Zero padding - possibly incorrect behavior?

Question

Zero padding - possibly incorrect behavior?

iceboundflame opened this issue 2 years ago · 1 comments

Thank you for sharing the code and paper, it has been very helpful. I think I may have found a subtle issue with the padding scheme and would appreciate another opinion.

Conceptually, we'd like every sequence input before the first to be zero. But I noticed that the implementation pads every Conv1d input with zeros, not just the first one. In my opinion, this is incorrect behavior for each layer beyond the first.

Here is a diagram of the issue.

The triangles represent padded inputs. The bottom row (sequence input) is padded with 0, which is correct. However, the first layer's outputs are also padded with 0 (red triangles) before feeding to the next layer. I think we should instead pad with a constant vector, the result of convolving an all-zero receptive field. (Resulting in conv1's bias term.)

Similarly, the next layer up should be padded with a constant vector, whose value is the result of convolving a receptive field with a constant value (the padding of the previous layer).

Impact: A network with receptive field $r$ will produce incorrect results prior to the $r$-th input. "Incorrect" in this case means at least inconsistent with its behavior in the steady state, far from the beginning of the input. This might be especially important with long receptive fields, where sequences are similar in length to the receptive field, because a substantial portion of the training examples will be using these wrong padding values.

Here's a simple test case that demonstrates that prepending a sequence of zeros to the input changes the output.

def test_tcn():
    torch.manual_seed(42)
    def init_weights(m):
        if isinstance(m, nn.Conv1d):
            if hasattr(m, 'weight_g'):
                # weight_norm was applied to this layer
                torch.nn.init.uniform_(m.weight_g)
                torch.nn.init.uniform_(m.weight_v)
                # XXX: not sure if this is correct way to initialize
            else:
                torch.nn.init.uniform_(m.weight)
            torch.nn.init.uniform_(m.bias)

    with torch.no_grad():
        net = tcn.TemporalConvNet(num_inputs=1, num_channels=[2, 1], kernel_size=2, dropout=0)
        net.apply(init_weights)
        print("Receptive field", net.receptive_field_size)

        for i in range(8):
            print(f"Padding with {i} zeros:",
                  net(torch.Tensor([[ [0] * i + [1] ]])))

        print("Zero input response:", net(torch.Tensor([[[0, 0, 0, 0, 0, 0, 0, 0, 0, 0, 0, 0]]])))

Receptive field 7
Padding with 0 zeros: tensor([[[2.1018]]])
Padding with 1 zeros: tensor([[[1.3458, 2.2364]]])
Padding with 2 zeros: tensor([[[1.3458, 1.4805, 2.4149]]])
Padding with 3 zeros: tensor([[[1.3458, 1.4805, 1.6590, 2.4309]]])
Padding with 4 zeros: tensor([[[1.3458, 1.4805, 1.6590, 1.6749, 2.4466]]])
Padding with 5 zeros: tensor([[[1.3458, 1.4805, 1.6590, 1.6749, 1.6907, 2.4550]]])
Padding with 6 zeros: tensor([[[1.3458, 1.4805, 1.6590, 1.6749, 1.6907, 1.6991, 2.4550]]])
Padding with 7 zeros: tensor([[[1.3458, 1.4805, 1.6590, 1.6749, 1.6907, 1.6991, 1.6991, 2.4550]]])

Zero input response: tensor([[[1.3458, 1.4805, 1.6590, 1.6749, 1.6907, 1.6991, 1.6991, 1.6991,
          1.6991, 1.6991, 1.6991, 1.6991]]])

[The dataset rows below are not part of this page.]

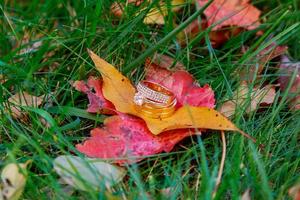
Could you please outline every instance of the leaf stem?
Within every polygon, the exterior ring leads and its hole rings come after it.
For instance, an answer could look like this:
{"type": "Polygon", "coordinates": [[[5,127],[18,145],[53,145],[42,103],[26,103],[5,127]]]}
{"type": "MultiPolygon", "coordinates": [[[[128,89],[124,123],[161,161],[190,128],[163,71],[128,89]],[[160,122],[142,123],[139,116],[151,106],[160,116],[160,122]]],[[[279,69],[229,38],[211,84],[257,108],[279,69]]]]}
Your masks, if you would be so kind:
{"type": "Polygon", "coordinates": [[[213,199],[215,198],[217,190],[218,190],[218,187],[219,187],[219,185],[221,183],[222,174],[223,174],[224,165],[225,165],[226,140],[225,140],[224,131],[221,131],[221,138],[222,138],[222,144],[223,144],[223,146],[222,146],[222,158],[221,158],[220,168],[219,168],[219,171],[218,171],[218,177],[217,177],[217,180],[216,180],[216,186],[215,186],[215,189],[214,189],[213,194],[212,194],[212,198],[213,199]]]}

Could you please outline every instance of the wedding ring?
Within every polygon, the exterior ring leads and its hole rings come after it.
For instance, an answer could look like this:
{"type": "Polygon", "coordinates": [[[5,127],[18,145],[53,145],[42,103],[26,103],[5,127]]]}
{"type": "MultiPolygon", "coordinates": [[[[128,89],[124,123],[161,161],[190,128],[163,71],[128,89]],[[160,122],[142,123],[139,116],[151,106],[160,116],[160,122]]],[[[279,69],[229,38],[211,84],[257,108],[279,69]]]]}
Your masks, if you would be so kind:
{"type": "Polygon", "coordinates": [[[134,103],[141,114],[151,118],[166,118],[174,113],[177,100],[167,88],[150,81],[141,81],[136,88],[134,103]]]}

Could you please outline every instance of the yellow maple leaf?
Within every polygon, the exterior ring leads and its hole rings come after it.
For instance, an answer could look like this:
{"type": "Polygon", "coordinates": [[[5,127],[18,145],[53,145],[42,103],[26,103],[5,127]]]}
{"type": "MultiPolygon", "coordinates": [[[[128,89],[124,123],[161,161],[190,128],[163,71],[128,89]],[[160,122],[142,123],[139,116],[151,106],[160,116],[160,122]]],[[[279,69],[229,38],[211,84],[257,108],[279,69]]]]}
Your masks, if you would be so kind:
{"type": "MultiPolygon", "coordinates": [[[[167,130],[201,128],[238,131],[251,138],[221,113],[207,107],[182,106],[171,117],[164,119],[154,119],[142,115],[137,111],[133,102],[136,89],[131,81],[92,51],[89,50],[89,54],[95,63],[96,69],[103,77],[102,92],[104,97],[114,104],[117,111],[142,118],[154,135],[167,130]]],[[[255,141],[253,138],[251,139],[255,141]]]]}

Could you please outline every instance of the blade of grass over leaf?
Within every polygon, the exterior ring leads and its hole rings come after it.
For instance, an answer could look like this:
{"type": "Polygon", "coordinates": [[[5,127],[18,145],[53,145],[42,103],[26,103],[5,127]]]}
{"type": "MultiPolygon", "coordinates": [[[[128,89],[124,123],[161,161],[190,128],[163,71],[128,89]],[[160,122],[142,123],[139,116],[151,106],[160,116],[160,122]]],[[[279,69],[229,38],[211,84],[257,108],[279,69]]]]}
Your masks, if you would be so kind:
{"type": "Polygon", "coordinates": [[[85,119],[95,120],[97,122],[103,122],[104,120],[104,117],[102,115],[95,116],[83,109],[74,108],[70,106],[53,106],[48,108],[48,112],[53,114],[62,114],[62,115],[81,117],[85,119]]]}
{"type": "Polygon", "coordinates": [[[183,23],[181,23],[178,27],[176,27],[174,30],[172,30],[170,33],[168,33],[163,39],[158,41],[154,46],[148,48],[143,54],[141,54],[138,58],[136,58],[132,63],[127,65],[124,68],[124,73],[129,73],[132,69],[134,69],[137,65],[141,64],[145,61],[145,59],[151,54],[153,54],[156,50],[158,50],[162,45],[169,42],[171,39],[173,39],[178,33],[180,33],[182,30],[184,30],[190,23],[192,23],[199,15],[201,15],[204,10],[213,2],[213,0],[210,0],[207,2],[207,4],[203,7],[201,7],[199,10],[197,10],[193,15],[191,15],[187,20],[185,20],[183,23]]]}

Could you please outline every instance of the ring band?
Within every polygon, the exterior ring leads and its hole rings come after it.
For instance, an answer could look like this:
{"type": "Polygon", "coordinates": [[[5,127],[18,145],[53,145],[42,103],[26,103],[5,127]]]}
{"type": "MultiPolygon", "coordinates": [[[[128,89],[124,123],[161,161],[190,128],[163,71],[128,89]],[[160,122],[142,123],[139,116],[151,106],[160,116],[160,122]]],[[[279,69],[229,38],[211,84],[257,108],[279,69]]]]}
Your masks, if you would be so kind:
{"type": "Polygon", "coordinates": [[[137,110],[151,118],[166,118],[175,111],[177,100],[167,88],[149,81],[137,84],[137,93],[134,96],[137,110]]]}

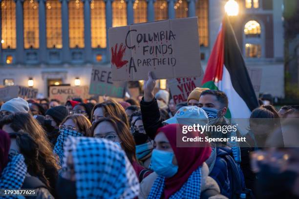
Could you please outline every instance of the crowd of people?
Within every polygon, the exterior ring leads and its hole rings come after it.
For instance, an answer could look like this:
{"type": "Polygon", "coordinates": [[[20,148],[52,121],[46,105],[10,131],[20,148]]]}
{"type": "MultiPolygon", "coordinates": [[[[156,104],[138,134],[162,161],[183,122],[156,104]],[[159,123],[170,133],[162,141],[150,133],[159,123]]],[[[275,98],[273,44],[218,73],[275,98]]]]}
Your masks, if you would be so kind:
{"type": "Polygon", "coordinates": [[[140,101],[18,98],[3,103],[0,189],[35,189],[37,199],[299,198],[299,106],[256,107],[246,146],[180,147],[181,113],[231,125],[230,99],[196,88],[175,105],[166,90],[154,95],[155,83],[149,74],[140,101]],[[289,139],[276,133],[282,125],[289,139]]]}

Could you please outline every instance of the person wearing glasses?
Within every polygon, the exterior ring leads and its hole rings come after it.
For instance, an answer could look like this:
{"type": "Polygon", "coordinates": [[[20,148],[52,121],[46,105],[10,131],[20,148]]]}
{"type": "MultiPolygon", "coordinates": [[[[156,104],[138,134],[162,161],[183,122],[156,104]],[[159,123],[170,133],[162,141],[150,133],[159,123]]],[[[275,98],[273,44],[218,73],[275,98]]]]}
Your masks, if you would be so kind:
{"type": "Polygon", "coordinates": [[[94,138],[108,139],[121,147],[132,164],[139,181],[152,172],[138,163],[134,138],[123,121],[114,117],[102,118],[92,124],[91,134],[94,138]]]}
{"type": "Polygon", "coordinates": [[[135,119],[131,126],[130,131],[136,142],[137,158],[142,165],[149,168],[153,149],[153,141],[149,138],[146,133],[141,116],[135,119]]]}
{"type": "Polygon", "coordinates": [[[63,163],[64,144],[68,136],[90,136],[89,129],[91,123],[82,114],[73,114],[67,116],[59,125],[59,136],[54,146],[53,153],[59,157],[60,165],[63,163]]]}

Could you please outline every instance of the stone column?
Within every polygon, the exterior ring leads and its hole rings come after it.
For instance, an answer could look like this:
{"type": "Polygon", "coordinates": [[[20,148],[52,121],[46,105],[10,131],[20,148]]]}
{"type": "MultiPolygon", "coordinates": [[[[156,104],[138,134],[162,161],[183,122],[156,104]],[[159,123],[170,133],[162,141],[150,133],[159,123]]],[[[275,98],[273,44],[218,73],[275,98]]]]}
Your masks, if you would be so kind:
{"type": "Polygon", "coordinates": [[[84,2],[84,45],[85,61],[91,60],[91,26],[90,25],[90,0],[83,0],[84,2]]]}
{"type": "Polygon", "coordinates": [[[168,18],[170,19],[175,18],[174,10],[174,0],[168,0],[168,18]]]}
{"type": "Polygon", "coordinates": [[[134,23],[134,10],[133,2],[134,0],[127,0],[127,22],[128,25],[134,23]]]}
{"type": "Polygon", "coordinates": [[[16,62],[24,62],[24,20],[23,16],[23,0],[16,0],[16,15],[17,26],[16,62]]]}
{"type": "Polygon", "coordinates": [[[68,35],[68,0],[61,0],[62,17],[62,60],[69,61],[69,38],[68,35]]]}
{"type": "Polygon", "coordinates": [[[154,3],[155,0],[148,0],[148,21],[155,20],[155,9],[154,3]]]}
{"type": "Polygon", "coordinates": [[[38,0],[39,1],[39,26],[40,32],[40,55],[39,59],[41,62],[44,62],[46,57],[46,30],[45,17],[45,0],[38,0]]]}
{"type": "Polygon", "coordinates": [[[196,0],[187,0],[187,2],[188,2],[188,17],[195,17],[196,16],[196,0]]]}
{"type": "Polygon", "coordinates": [[[108,37],[108,29],[112,27],[112,0],[105,0],[106,2],[106,38],[107,47],[106,51],[106,57],[107,61],[110,61],[110,51],[109,48],[109,38],[108,37]]]}

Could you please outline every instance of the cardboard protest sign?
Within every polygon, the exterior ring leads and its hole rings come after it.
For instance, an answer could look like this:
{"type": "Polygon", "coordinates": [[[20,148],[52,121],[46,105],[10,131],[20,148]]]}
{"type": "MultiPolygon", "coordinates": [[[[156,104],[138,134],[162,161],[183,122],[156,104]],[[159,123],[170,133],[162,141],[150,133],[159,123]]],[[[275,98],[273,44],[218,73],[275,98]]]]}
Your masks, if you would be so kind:
{"type": "Polygon", "coordinates": [[[107,96],[117,98],[125,96],[127,83],[113,82],[111,68],[104,66],[94,67],[91,73],[89,94],[107,96]]]}
{"type": "Polygon", "coordinates": [[[108,30],[112,80],[201,75],[197,18],[168,20],[108,30]]]}
{"type": "Polygon", "coordinates": [[[50,86],[49,96],[50,100],[56,99],[62,102],[65,102],[73,98],[81,98],[84,100],[89,97],[88,86],[50,86]]]}
{"type": "Polygon", "coordinates": [[[190,93],[197,87],[201,87],[199,78],[176,78],[169,80],[168,85],[175,104],[186,102],[190,93]]]}
{"type": "Polygon", "coordinates": [[[249,68],[248,70],[256,95],[258,97],[261,83],[262,70],[261,68],[249,68]]]}
{"type": "Polygon", "coordinates": [[[7,101],[18,97],[25,100],[35,99],[38,92],[38,89],[33,88],[22,86],[7,86],[0,88],[0,100],[7,101]]]}

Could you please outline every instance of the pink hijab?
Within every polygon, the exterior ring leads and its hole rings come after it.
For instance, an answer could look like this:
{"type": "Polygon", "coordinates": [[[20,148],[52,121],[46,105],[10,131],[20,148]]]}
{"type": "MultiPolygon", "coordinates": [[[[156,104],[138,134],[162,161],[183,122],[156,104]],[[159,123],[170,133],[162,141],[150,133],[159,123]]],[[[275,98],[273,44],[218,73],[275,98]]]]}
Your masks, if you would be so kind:
{"type": "Polygon", "coordinates": [[[211,148],[208,144],[203,147],[177,147],[176,124],[168,124],[158,129],[168,139],[177,160],[178,170],[173,177],[165,179],[164,198],[168,199],[178,191],[192,173],[208,159],[211,148]]]}

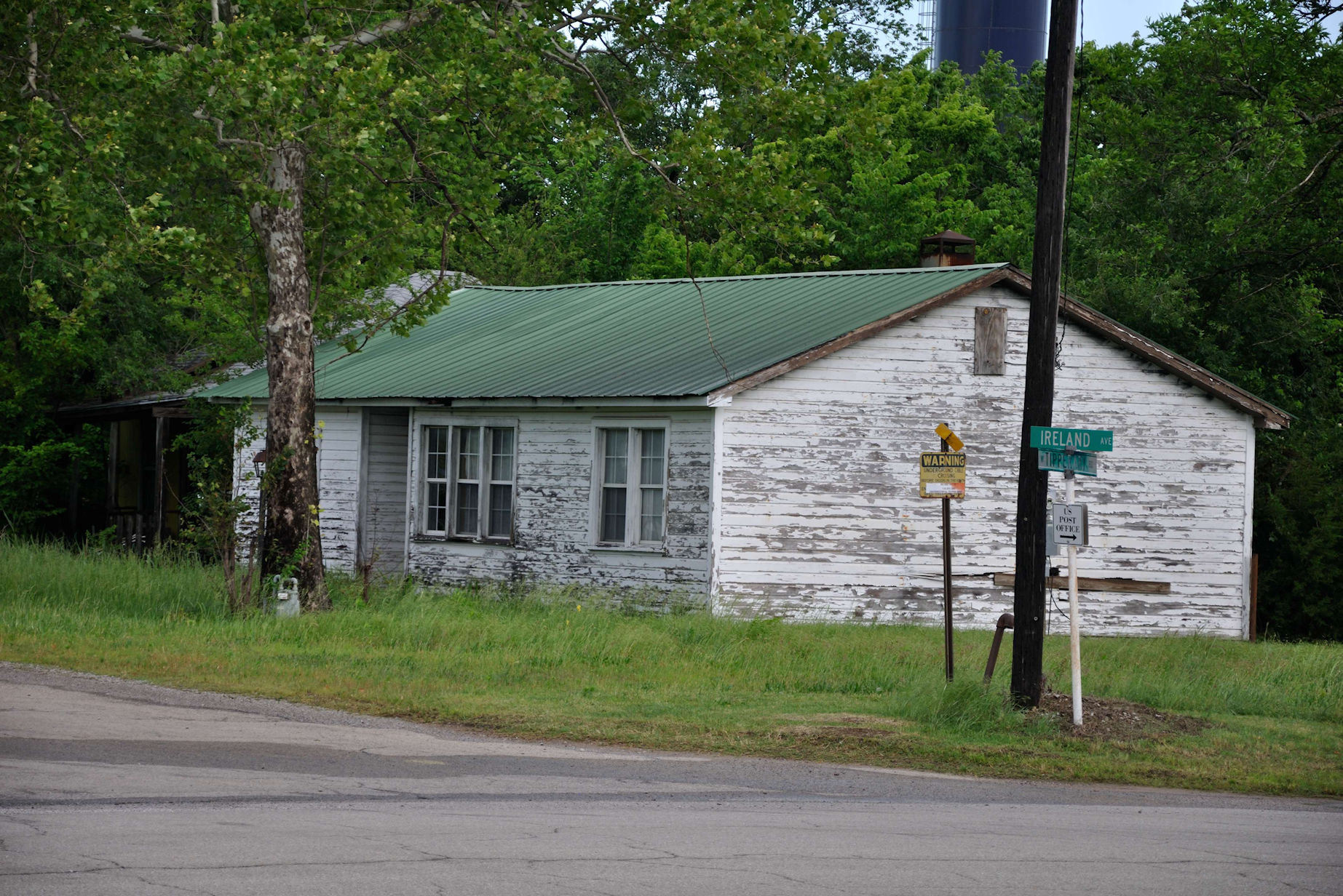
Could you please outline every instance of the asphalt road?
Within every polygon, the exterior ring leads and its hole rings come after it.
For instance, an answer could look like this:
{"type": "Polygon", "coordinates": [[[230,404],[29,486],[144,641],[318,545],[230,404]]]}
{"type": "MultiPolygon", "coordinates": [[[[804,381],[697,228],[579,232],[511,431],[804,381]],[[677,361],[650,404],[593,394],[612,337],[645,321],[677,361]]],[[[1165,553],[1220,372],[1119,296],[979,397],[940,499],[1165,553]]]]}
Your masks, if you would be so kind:
{"type": "Polygon", "coordinates": [[[0,664],[0,895],[1343,893],[1343,803],[537,744],[0,664]]]}

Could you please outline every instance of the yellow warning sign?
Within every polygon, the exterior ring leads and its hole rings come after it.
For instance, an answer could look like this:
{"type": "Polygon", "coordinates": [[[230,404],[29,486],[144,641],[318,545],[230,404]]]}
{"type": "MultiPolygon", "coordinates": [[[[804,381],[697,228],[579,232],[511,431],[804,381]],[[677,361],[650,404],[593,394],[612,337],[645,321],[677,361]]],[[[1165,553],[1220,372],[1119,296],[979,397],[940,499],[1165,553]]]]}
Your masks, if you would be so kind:
{"type": "Polygon", "coordinates": [[[959,451],[925,451],[919,455],[920,498],[964,498],[966,455],[959,451]]]}

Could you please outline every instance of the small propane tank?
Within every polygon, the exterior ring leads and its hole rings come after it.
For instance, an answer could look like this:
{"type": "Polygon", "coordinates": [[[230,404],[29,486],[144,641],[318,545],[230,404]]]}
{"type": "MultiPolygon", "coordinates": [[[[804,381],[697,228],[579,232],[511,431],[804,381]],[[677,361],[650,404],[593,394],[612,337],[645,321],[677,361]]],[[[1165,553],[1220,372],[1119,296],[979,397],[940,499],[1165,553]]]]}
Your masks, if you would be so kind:
{"type": "Polygon", "coordinates": [[[275,616],[298,616],[298,579],[286,578],[275,590],[275,616]]]}

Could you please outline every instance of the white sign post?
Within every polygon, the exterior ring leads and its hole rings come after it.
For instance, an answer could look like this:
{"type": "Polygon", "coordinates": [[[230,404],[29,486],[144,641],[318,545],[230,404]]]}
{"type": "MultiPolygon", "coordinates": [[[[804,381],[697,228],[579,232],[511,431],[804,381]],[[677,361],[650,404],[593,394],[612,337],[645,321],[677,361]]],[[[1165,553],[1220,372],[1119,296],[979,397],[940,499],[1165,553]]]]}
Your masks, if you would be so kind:
{"type": "Polygon", "coordinates": [[[1039,449],[1039,469],[1064,471],[1064,503],[1054,504],[1050,528],[1054,543],[1068,549],[1068,628],[1073,665],[1073,724],[1082,727],[1082,638],[1077,624],[1077,546],[1086,543],[1086,506],[1073,503],[1077,473],[1096,475],[1095,455],[1084,452],[1115,451],[1115,433],[1109,429],[1065,429],[1031,427],[1030,447],[1039,449]]]}
{"type": "MultiPolygon", "coordinates": [[[[1066,510],[1074,507],[1073,483],[1076,482],[1077,476],[1072,469],[1064,473],[1064,506],[1066,510]]],[[[1058,510],[1056,504],[1054,519],[1058,519],[1058,510]]],[[[1069,519],[1069,515],[1065,514],[1065,519],[1069,519]]],[[[1078,526],[1078,528],[1081,527],[1078,526]]],[[[1057,527],[1054,528],[1054,542],[1064,541],[1068,545],[1068,637],[1069,659],[1073,665],[1073,726],[1080,728],[1082,727],[1082,636],[1077,622],[1077,542],[1081,541],[1077,535],[1060,533],[1057,527]],[[1073,535],[1073,541],[1060,539],[1060,535],[1073,535]]]]}

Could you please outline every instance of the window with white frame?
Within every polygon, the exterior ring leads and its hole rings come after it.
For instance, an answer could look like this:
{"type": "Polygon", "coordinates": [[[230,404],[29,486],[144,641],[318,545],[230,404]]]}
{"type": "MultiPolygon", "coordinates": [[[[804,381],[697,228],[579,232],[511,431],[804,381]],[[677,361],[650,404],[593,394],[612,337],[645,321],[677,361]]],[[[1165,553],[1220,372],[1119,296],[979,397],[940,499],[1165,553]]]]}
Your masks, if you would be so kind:
{"type": "Polygon", "coordinates": [[[513,427],[424,427],[424,535],[506,542],[513,538],[513,427]]]}
{"type": "Polygon", "coordinates": [[[602,427],[596,435],[596,543],[661,545],[666,537],[666,427],[602,427]]]}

Clearly this TCN implementation is still able to achieve great results, so I am not yet sure of the practical impact. I'll experiment with changing it for my application.

Answer 1 · 2023-03-15T19:32:32.000Z

After each convolution in the TCN, we eliminate the first p elements of all channels where p is the number of padding elements. As a result, I don't believe this should be a problem if you use the 1D convolutions in the context of the provided TCN architecture? I.e., in one temporal residual block the layers

self.conv1 = weight_norm(nn.Conv1d(n_inputs, n_outputs, kernel_size,
                                   stride=stride, padding=padding, dilation=dilation))
self.chomp1 = Chomp1d(padding)
self.relu1 = nn.ReLU()
self.dropout1 = nn.Dropout(dropout)

are applied in this order. So we Chomp1 before doing another Conv1d. So, even though there are some initial "incorrect" elements at intermediate stages, we are continuously removing them and adding them back to be ultimately removed before outputting the final result.